Gambar. 3.7. (A) tiol, (b)
tioeter.
3.2. ALIFATIK DAN AROMATIK FUNGSIONAL GUGUS
3.2.1. Alifatik fungsional
gugus
Gugus fungsional dapat digolongkan sebagai alifatik atau
aromatik. Sebuah gugus fungsional alifatik adalah salah satu gugus
yang
tidak memiliki cincin aromatik yang
langsung
melekat pada gugus fungsional (Gambar 3.8.a dan b).
Gambar. 3.8. (A) keton alifatik,
(b) ester alifatik (c) asam karboksilat aromatik (d) keton aromatik.
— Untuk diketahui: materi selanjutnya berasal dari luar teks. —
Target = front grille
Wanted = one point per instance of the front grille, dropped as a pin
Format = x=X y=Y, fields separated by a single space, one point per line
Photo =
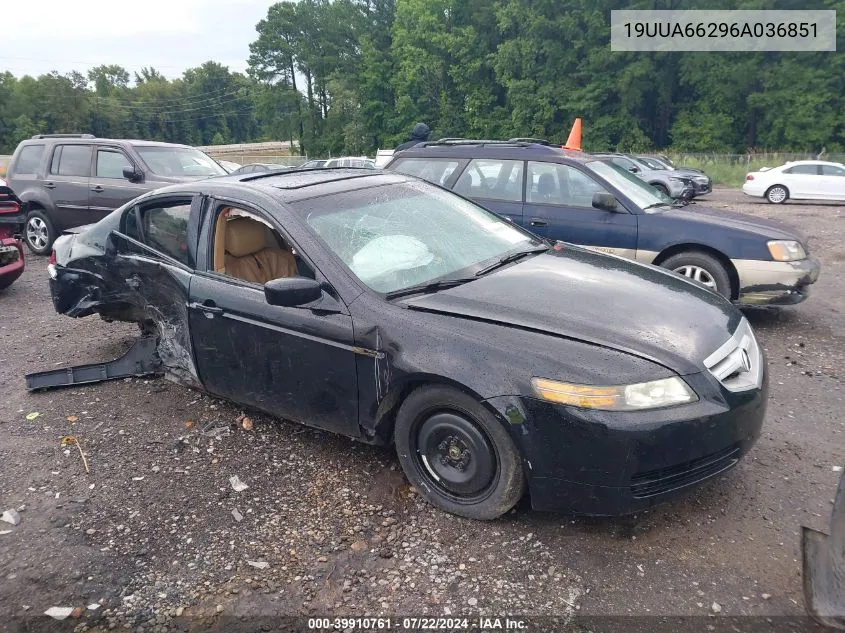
x=738 y=363
x=655 y=482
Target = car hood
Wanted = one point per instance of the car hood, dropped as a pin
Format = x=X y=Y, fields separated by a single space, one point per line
x=601 y=300
x=771 y=229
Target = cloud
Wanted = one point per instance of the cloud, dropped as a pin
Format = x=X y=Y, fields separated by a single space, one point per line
x=170 y=35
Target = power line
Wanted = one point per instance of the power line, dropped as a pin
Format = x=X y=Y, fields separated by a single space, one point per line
x=189 y=104
x=150 y=109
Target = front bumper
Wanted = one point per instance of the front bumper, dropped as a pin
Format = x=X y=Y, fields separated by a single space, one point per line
x=775 y=283
x=752 y=188
x=680 y=190
x=702 y=188
x=11 y=261
x=612 y=463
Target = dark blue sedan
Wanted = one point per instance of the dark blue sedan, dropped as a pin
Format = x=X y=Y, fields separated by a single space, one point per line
x=581 y=199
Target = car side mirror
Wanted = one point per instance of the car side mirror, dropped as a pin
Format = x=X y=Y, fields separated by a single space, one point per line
x=605 y=201
x=132 y=174
x=292 y=291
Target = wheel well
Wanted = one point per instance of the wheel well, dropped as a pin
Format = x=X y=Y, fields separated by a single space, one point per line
x=687 y=248
x=382 y=433
x=770 y=187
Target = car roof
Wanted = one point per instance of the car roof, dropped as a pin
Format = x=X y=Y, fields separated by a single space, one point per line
x=89 y=140
x=469 y=148
x=295 y=185
x=791 y=163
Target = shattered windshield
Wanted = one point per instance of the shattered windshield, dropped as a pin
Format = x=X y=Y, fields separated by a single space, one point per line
x=395 y=236
x=639 y=191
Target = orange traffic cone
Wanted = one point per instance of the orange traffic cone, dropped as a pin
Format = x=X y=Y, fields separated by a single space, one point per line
x=574 y=140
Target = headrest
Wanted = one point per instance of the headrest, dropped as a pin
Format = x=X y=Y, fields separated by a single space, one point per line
x=244 y=237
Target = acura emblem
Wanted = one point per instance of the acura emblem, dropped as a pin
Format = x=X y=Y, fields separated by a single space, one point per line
x=745 y=360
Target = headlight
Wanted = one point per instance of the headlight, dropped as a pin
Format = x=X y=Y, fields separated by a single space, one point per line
x=786 y=250
x=644 y=395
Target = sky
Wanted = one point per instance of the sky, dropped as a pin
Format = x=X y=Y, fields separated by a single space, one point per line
x=170 y=35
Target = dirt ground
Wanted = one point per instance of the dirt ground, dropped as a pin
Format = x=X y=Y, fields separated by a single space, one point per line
x=157 y=538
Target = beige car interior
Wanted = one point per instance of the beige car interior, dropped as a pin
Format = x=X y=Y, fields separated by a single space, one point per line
x=248 y=249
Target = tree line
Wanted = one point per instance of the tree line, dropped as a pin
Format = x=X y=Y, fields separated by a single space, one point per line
x=351 y=76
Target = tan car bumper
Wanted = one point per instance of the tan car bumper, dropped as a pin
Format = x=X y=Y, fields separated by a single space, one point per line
x=775 y=283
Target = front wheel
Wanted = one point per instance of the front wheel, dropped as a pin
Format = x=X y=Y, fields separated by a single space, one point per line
x=662 y=189
x=777 y=194
x=39 y=233
x=703 y=268
x=457 y=454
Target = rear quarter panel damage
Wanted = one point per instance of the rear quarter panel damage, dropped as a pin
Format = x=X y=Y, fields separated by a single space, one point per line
x=131 y=287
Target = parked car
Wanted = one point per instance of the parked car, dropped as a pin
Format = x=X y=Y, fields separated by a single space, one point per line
x=390 y=310
x=312 y=164
x=350 y=161
x=70 y=180
x=672 y=185
x=11 y=227
x=701 y=181
x=255 y=168
x=798 y=180
x=228 y=165
x=579 y=198
x=383 y=157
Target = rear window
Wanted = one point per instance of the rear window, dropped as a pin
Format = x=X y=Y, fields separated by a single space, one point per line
x=72 y=160
x=28 y=160
x=807 y=170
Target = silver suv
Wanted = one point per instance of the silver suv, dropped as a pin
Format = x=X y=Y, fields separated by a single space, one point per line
x=69 y=180
x=670 y=184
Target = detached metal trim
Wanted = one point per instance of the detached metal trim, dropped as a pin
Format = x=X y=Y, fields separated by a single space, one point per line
x=139 y=360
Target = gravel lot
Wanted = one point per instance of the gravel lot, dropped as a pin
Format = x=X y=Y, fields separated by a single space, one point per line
x=156 y=535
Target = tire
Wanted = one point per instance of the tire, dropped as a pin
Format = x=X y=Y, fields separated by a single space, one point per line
x=477 y=472
x=777 y=194
x=661 y=188
x=703 y=268
x=39 y=233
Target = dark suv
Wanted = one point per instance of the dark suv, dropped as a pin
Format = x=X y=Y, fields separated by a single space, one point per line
x=69 y=180
x=585 y=200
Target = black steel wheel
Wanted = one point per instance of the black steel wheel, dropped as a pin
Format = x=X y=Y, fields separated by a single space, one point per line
x=458 y=454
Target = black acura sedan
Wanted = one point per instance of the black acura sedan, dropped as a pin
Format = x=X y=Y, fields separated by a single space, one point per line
x=390 y=310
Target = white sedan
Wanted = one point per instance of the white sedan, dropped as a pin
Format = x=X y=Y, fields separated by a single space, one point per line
x=799 y=180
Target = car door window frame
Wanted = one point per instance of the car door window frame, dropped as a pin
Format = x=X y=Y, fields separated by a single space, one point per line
x=791 y=171
x=214 y=205
x=116 y=150
x=472 y=161
x=841 y=171
x=194 y=222
x=583 y=173
x=58 y=152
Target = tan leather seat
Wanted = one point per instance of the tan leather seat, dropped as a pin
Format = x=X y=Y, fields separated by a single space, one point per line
x=249 y=258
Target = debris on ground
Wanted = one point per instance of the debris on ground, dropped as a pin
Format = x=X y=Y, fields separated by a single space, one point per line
x=11 y=516
x=215 y=429
x=68 y=440
x=237 y=484
x=59 y=613
x=246 y=422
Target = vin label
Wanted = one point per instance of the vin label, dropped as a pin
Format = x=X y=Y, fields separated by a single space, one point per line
x=711 y=30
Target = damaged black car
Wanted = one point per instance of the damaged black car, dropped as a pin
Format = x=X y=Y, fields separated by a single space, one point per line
x=387 y=309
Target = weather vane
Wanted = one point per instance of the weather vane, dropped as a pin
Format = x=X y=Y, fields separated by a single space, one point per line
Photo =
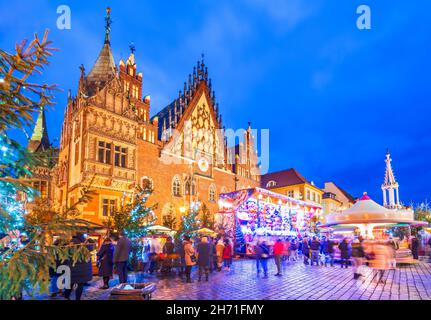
x=132 y=47
x=108 y=22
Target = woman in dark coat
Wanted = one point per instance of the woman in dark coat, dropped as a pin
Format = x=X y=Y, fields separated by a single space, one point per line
x=81 y=272
x=105 y=259
x=345 y=256
x=203 y=257
x=305 y=250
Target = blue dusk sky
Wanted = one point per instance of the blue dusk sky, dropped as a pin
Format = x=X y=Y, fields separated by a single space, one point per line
x=333 y=97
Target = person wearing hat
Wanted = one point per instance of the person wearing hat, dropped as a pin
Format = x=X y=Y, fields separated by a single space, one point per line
x=190 y=258
x=358 y=255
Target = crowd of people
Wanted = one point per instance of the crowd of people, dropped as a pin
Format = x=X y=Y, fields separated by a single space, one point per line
x=215 y=254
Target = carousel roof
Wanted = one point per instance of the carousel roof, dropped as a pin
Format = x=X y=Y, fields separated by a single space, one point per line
x=367 y=211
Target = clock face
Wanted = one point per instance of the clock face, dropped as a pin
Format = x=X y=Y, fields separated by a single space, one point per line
x=203 y=164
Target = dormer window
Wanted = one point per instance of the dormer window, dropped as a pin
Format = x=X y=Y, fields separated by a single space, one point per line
x=271 y=184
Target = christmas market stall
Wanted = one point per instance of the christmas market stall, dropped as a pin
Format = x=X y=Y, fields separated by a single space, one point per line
x=251 y=214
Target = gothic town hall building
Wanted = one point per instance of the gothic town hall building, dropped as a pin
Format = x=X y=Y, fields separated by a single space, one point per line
x=110 y=139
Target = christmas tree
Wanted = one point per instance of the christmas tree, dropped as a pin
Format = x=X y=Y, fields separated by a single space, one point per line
x=27 y=252
x=189 y=224
x=207 y=218
x=134 y=218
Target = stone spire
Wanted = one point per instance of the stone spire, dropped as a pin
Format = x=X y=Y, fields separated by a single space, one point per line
x=39 y=139
x=390 y=186
x=104 y=68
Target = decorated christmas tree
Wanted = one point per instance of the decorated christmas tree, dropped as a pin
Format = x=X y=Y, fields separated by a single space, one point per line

3.2.2. Aromatik fungsional gugus
Sebuah gugus fungsional aromatik adalah salah satu cincin
aromatik secara langsung terikat pada gugus fungsional (Gambar 1c dan d).
Ada satu
komplikasi yang melibatkan ester dan amida. Gugus fungsional ini didefinisikan
sebagai aromatik atau alifatik tergantung pada apakah gugus aril langsung
melekat pada akhir karbonil dari gugus fungsional, yaitu, Ar-CO-X. Jika
cincin
aromatik melekat ke bukan heteroatom, , maka ester atau
amida adalah digolongkan sebagai amida alifatik (Gambar.
3.9).
Gambar. 3.9. (A) ester aromatik (b) ester alifatik (c) amida aromatik (d) amida alifatik.
3.3. IKATAN ANTARMOLEKUL
3.3.1. Definisi
Ikatan antarmolekul adalah interaksi ikatan yang terjadi
antara molekul berbeda
berbeda.
Hal ini dapat berupa ikatan ion, ikatan hidrogen, interaksi dipol-dipol atau interaksi
Van der Waals.
Kekuatan ikatan ini lebih lemah
daripada ikatan kovalen, tetapi mereka memiliki
pengaruh penting terhadap sifat fisik dan biologis dari senyawa.
3.3.2.Ionik ikatan
Ikatan ionik terjadi antara molekul yang bermuatan
berlawanan dan melibatkan interaksi elektrostatik antara dua muatan yang berlawanan. Gugus fungsional
yang paling
mudah mengionisasi adalah amina dan asam karboksilat (Gambar.
3.10).
Gambar.
3.10. (A) Ionisasi dari
amina, (b) ionisasi dari asam karboksilat.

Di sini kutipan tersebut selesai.